Heb je al eens 5m voor een hoorngeladen top gestaan met 12"/2" met 400W erachter? Daar blijf ik toch nie lang staan.





> citaat: Gewoon groen, geel, blauw & rood. Meneer heeft de foto's alleen een digitale twist gegeven. Daarom is de hele foto ook groen/rood...Dus snap het speciale niet



Euhh heb al serieus moeten sukkelen en moeite doen om die foto's hierop te krijgen(hé tom),laat staan om die nog eens te bewerken.hou ik mij niet mee bezig.Ze zijn zoals ze zijn en anders kijk je er maar langsdoor...

Over mogelijke vragen over kabelrotzooi...die waren toen nog niet opgeruimd.

----------


## jack

is dit in victoria?

SJEEK DE BAZE

----------


## Davy Gabriels

tja meer vermogen op subs...dan kunnen toppen niet meer volgen.

----------


## Iko

heej weet iemand waarom ik vannacht 8 mailtjes heb gekregen met het onderwerp: Re: foto's flash ... en dan als afzender Destiny 2 keer davy gabriels 3 keer, Olaf Duffhues 2 keer... iemand enig idee wat het is een waarom ik het krijg?

greetzz Iko

----------


## Dj Spyder

Hoe bevallen die American Dj amps je ?
naar't schijnt zijn ze beregoed !

----------


## Davy Gabriels

versterkers zijn goed,maar je moet ze natuurlijk niet vergelijken met crest,crown,...
Je kan ze vergelijken met QSC RMX serie,alleen heeft ADJ wel een zwaarder model (2x1000W).En ze hebben ingebouwde sub xover,high pass,...

Tja DJ Iko, ik heb dat ook al aan de hand gehad,dat ik zo rare mails krijg van forumcollega's...

----------


## Niek...

Blijkbaar waardeert iedereen mijn mening niet echt...soie





> citaat: Inderdaad.. waarom moet een meubel altijd zo ontzettend lomp en groot zijn? moet gewoon staan wat er hoort te staan, punt uit.



Het oog wil ook wat.
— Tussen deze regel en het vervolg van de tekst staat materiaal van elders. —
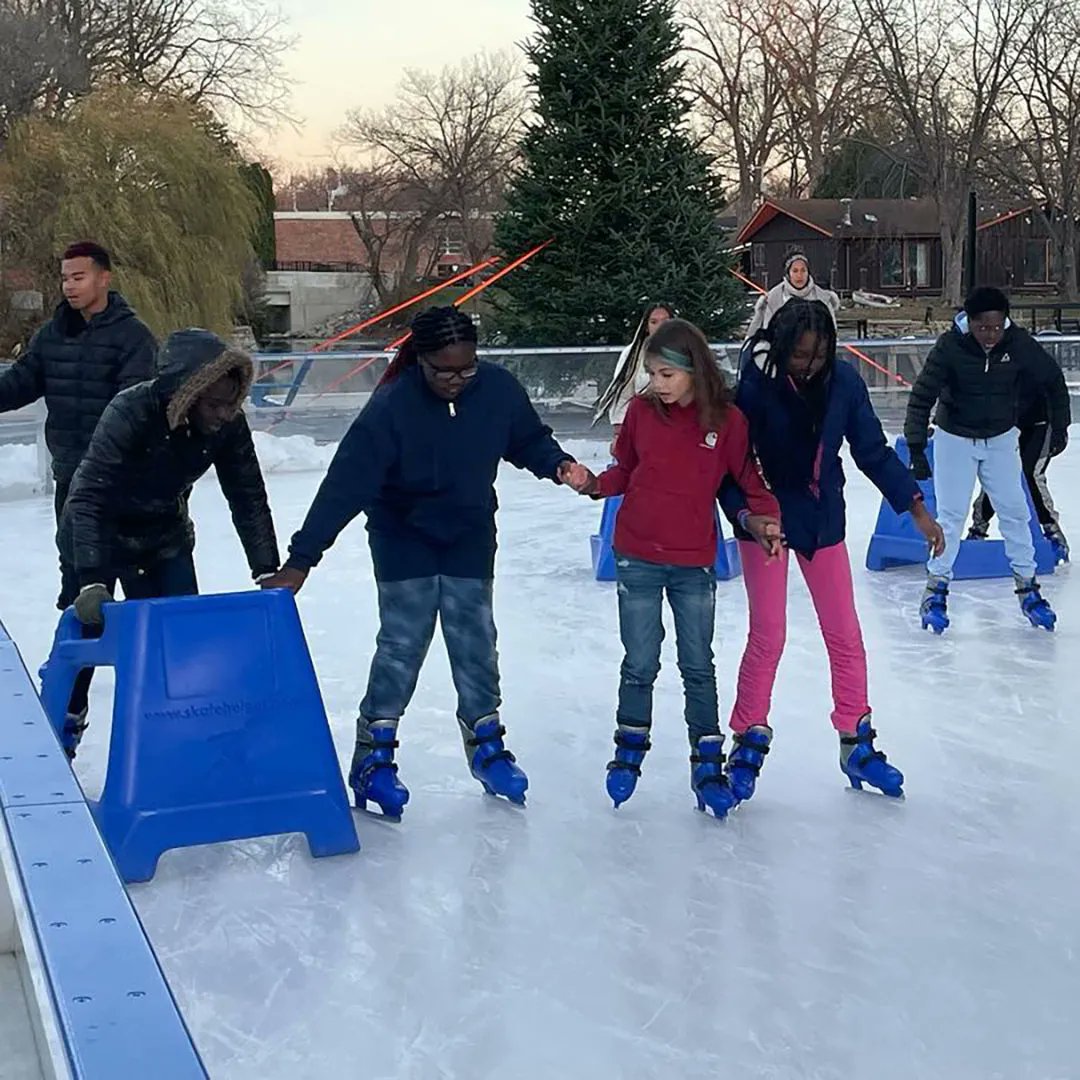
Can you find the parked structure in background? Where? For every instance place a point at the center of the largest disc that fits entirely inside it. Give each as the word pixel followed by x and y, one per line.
pixel 892 246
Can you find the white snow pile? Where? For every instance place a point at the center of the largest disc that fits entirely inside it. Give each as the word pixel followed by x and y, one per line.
pixel 281 454
pixel 289 454
pixel 18 471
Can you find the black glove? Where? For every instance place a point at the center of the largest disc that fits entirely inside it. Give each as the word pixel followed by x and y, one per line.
pixel 89 603
pixel 920 467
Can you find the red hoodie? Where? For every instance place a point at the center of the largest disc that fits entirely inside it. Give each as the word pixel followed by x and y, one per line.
pixel 671 472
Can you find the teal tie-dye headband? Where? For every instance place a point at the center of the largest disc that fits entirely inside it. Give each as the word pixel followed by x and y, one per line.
pixel 676 359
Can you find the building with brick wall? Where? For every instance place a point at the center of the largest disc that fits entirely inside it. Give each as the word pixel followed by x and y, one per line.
pixel 328 241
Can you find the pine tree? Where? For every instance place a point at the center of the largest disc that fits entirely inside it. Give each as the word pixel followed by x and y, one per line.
pixel 611 172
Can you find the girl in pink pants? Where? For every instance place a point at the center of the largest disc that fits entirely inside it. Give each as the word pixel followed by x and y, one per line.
pixel 801 404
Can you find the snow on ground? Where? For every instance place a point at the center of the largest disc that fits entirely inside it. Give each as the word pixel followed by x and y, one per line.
pixel 819 933
pixel 18 471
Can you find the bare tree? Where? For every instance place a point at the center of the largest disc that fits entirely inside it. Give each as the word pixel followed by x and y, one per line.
pixel 448 143
pixel 821 50
pixel 1037 151
pixel 739 91
pixel 399 233
pixel 944 67
pixel 221 54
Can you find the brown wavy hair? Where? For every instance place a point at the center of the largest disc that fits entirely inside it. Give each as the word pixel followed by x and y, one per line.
pixel 711 391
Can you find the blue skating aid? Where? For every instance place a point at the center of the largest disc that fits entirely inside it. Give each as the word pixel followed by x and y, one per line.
pixel 218 727
pixel 728 564
pixel 1036 606
pixel 631 745
pixel 898 542
pixel 707 780
pixel 745 760
pixel 863 764
pixel 491 764
pixel 933 611
pixel 374 777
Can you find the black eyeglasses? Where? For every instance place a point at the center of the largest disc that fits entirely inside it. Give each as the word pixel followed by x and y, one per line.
pixel 450 374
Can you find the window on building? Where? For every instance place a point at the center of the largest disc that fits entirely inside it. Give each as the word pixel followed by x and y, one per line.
pixel 451 245
pixel 918 264
pixel 892 265
pixel 1038 262
pixel 905 262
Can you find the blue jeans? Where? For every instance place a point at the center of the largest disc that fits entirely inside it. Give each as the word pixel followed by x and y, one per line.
pixel 691 592
pixel 997 466
pixel 407 612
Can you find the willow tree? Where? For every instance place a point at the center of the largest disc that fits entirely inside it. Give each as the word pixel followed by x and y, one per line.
pixel 142 175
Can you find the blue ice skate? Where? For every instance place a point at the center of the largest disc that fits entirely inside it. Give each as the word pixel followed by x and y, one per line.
pixel 934 607
pixel 374 774
pixel 707 779
pixel 1057 542
pixel 863 764
pixel 1035 605
pixel 631 745
pixel 491 764
pixel 745 760
pixel 75 727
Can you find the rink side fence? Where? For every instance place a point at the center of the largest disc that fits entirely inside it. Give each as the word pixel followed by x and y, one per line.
pixel 98 1002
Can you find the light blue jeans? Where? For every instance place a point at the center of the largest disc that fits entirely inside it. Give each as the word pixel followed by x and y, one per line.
pixel 407 613
pixel 691 592
pixel 996 463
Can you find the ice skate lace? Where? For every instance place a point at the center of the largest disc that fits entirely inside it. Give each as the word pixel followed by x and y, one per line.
pixel 494 737
pixel 865 740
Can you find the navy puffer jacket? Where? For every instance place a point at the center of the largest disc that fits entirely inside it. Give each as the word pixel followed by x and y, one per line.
pixel 79 366
pixel 799 454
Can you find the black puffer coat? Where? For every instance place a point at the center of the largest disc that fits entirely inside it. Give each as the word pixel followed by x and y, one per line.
pixel 127 505
pixel 79 366
pixel 982 395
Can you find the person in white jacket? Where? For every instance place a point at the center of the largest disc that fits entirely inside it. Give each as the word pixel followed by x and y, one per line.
pixel 796 283
pixel 630 377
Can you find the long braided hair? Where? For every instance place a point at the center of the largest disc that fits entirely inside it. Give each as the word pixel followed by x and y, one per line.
pixel 431 331
pixel 788 324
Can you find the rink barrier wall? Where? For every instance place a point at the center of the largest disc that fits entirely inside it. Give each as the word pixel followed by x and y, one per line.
pixel 98 1000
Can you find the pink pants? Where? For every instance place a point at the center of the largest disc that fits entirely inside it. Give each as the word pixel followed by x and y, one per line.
pixel 828 577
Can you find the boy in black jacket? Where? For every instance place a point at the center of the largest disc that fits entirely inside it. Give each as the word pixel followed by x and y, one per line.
pixel 92 348
pixel 126 514
pixel 973 373
pixel 1037 448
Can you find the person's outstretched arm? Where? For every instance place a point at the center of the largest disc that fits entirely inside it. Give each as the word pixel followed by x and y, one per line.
pixel 531 444
pixel 351 485
pixel 925 394
pixel 1050 378
pixel 23 381
pixel 244 489
pixel 98 481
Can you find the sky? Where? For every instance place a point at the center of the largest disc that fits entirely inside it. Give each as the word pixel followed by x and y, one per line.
pixel 352 53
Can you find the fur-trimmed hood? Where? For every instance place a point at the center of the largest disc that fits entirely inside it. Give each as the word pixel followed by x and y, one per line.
pixel 189 362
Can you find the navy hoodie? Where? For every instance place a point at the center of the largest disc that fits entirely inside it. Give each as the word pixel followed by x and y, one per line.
pixel 422 470
pixel 800 457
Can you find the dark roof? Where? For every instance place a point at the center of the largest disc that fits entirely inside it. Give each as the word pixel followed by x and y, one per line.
pixel 868 217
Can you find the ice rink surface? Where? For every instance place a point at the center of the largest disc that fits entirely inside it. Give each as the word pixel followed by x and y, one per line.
pixel 817 934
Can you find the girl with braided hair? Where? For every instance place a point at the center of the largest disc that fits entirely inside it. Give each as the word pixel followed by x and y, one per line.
pixel 801 405
pixel 420 461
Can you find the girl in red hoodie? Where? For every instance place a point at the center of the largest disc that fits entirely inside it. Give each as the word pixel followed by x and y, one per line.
pixel 677 443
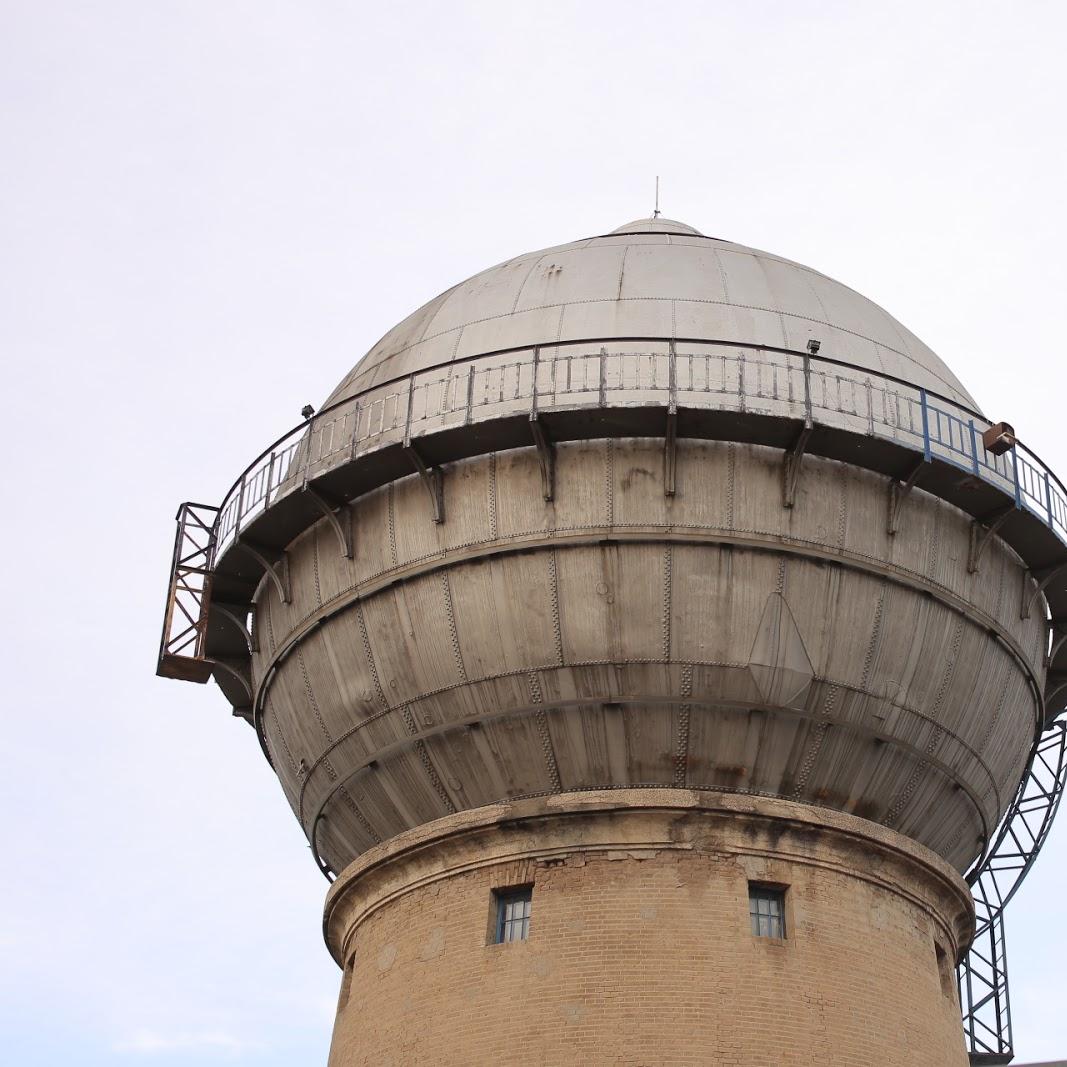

Dit kleine meubel is weliswaar praktisch (en het bevat wat het hebben moet), niemand kan echter ontkennen dat een ietwat groter meubel gewoon beter bij de 9 mtr.show had gestaan. 





> citaat: Vindt het commentaar van Niek beetje sneu...Zijn nette fotoos, kan er nix aan bewerking in vinden, zie gewoon zoals het er uit ziet meer spullen zijn er niet het voldoet en de prijs wordt betaald. Natuurlijk kunnen ze mij ook bellen en dan huf ik het zaaltje wel vol met truss, scans, yokes en een kudde parren waarmee we het hele dorp kunnen verwarmen...maar om dat soort snoeverij geven we niet toch?



En waarom is mijn comment sneu? Omdat jij het er niet mee eens bent? Ik heb ook onderschreven dat het er wel netjes uitziet, ik zou enkele zaken echter anders gedaan hebben. Maakt dat mij sneu? Daarnaast meen ik te zien dat een enkele foto wel errug groen is, Davy zegt echter niets van bewerking te weten. Ik geloof hem daar op, het gaat immers om een lullig onderwerp als digitale bewerking. Daar ga ik geen discussie over voeren.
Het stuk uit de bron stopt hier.